Crimes et châtiments : Zoom sur Zoummeroff (13.05.2014)
Le hasard veut qu’au moment où paraît Subjectivité et vérité, le cours de Michel Foucault au Collège de France en 1980-1981, la Bibliothèque Philippe Zoummeroff passe en vente à l’Hôtel Drouot. Du moins sa partie consacrée aux Crimes et châtiments.
Un fort documenté catalogue dostoïevskien, décrivant 423 numéros, accompagnera cette vacation du vendredi 16 mai. Des bouquins, des manuscrits, des photos, des dessins, et même des objets curieux, tel un meuble à système contenant un trombinoscope criminel.
Ils méritent tous d’être estampillés «Surveiller et punir»! A la réserve peut-être du Capital de Karl Marx (n°353) dont on se demande ce qu’il fait là. Ce n’est pourtant pas l’œuvre de ce philosophe barbu qui fera problème. La Maison d’enchères Pierre Bergé & Associés a préféré en revanche retirer deux lots de la vente. L’un était une reliure à insertions de peau humaine (n°237). Celle de Louis-Marius Rambert (1903-1934).
Cet assassin repenti avait légué ses superbes tatouages à son médecin, le lyonnais Jean Lacassagne, auteur en 1934 d’un Album du Crocodile sur les Tatouages du «Milieu».
De semblables «prélèvements» seront montrés dans l’Exposition Tatoueurs, tatoués qui commence au Quai Branly mais la dimension commerciale change -on en conviendra- la donne.
Aussi Benoît Forgeot, l’un des experts de la vente, aurait-il tort de se désoler. C’est avec raison qu’il rappelle dans Le Monde du 9 mai 2014 que «cette collection n’a rien de fétichiste, elle est au contraire militante». Clarisse Fabre, auteur de l’article qui cite ces propos, précise : «Industriel à la retraite, Philippe Zoummeroff est un collectionneur engagé. Militant contre la surpopulation carcérale, il a créé une bourse pour la réinsertion des détenus».
Ceci dit, c’est étonnant que dans un corpus qui brasse les méfaits d’autant de grands sacripants (Landru, Dillinger, Bonnot, Marie Besnard, Dominici, Petiot, etc.), un corpus qui traite d’un tas d’horreurs historiques (tortures, massacres, sorcelleries, injustices), on n’enregistre pas de véritables dérapages.
Cela tient sans doute au choix rigoureux de l’iconographie du catalogue, toujours curieux, jamais complaisant. Vous m’avez comprise : il faut vous procurer cet ouvrage avant que l’étude soit en rupture de stock. Il deviendra vite collector.

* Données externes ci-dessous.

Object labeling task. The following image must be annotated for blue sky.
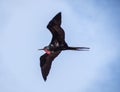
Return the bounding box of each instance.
[0,0,120,92]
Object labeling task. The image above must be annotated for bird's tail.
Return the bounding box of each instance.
[67,47,90,51]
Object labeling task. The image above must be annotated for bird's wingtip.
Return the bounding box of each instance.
[43,77,47,81]
[58,12,61,15]
[56,12,61,17]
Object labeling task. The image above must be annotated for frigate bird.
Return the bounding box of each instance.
[39,12,89,81]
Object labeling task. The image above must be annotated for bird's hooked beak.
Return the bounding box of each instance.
[38,48,44,50]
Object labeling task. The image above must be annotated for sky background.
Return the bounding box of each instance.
[0,0,120,92]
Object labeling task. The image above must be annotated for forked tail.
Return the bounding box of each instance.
[67,47,90,51]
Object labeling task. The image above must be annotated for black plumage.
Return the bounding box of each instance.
[39,12,89,81]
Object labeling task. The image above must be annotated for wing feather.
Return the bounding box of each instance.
[47,12,65,45]
[40,51,61,81]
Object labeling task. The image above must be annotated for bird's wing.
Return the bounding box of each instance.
[40,51,61,81]
[47,12,65,45]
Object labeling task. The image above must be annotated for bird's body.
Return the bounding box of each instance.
[39,12,89,81]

Outre des infos sur des incunables du tatouage (les 12 photos de Robert Doisneau du n°245), il contient en effet bien des choses dignes de passionner des Animuliens addict aux dérivés de l’art brut.
Par exemple une flamboyante section de Dessins de prisonniers dont ceux d’Emile Simonet, dit Fanfan, chef d’une bande d’apaches dont le talent fut remarqué aussi par Jean Lacassagne.
Toutes ces merveilles, y compris la dernière (?) lettre et le dernier (?) dessin de Jean-Baptiste Troppmann (1849-1870) l’assassin de Pantin, sont visibles le jeudi 15 mai (11-18 h), salle 7.
Après, faudra sortir votre thune pour les avoir et les revoir. Mais ça, ce n’est pas interdit.
BONUS La photo de Rambert torse nu figurant dans la vente a été publiée en novembre 1932 dans le n°15 de la revue Paris Magazine. Elle illustrait un article de Roger Frédéric sur les Tatouages. Elle y est attribuée aux services du Docteur Locard, Directeur du Laboratoire de Police de Lyon.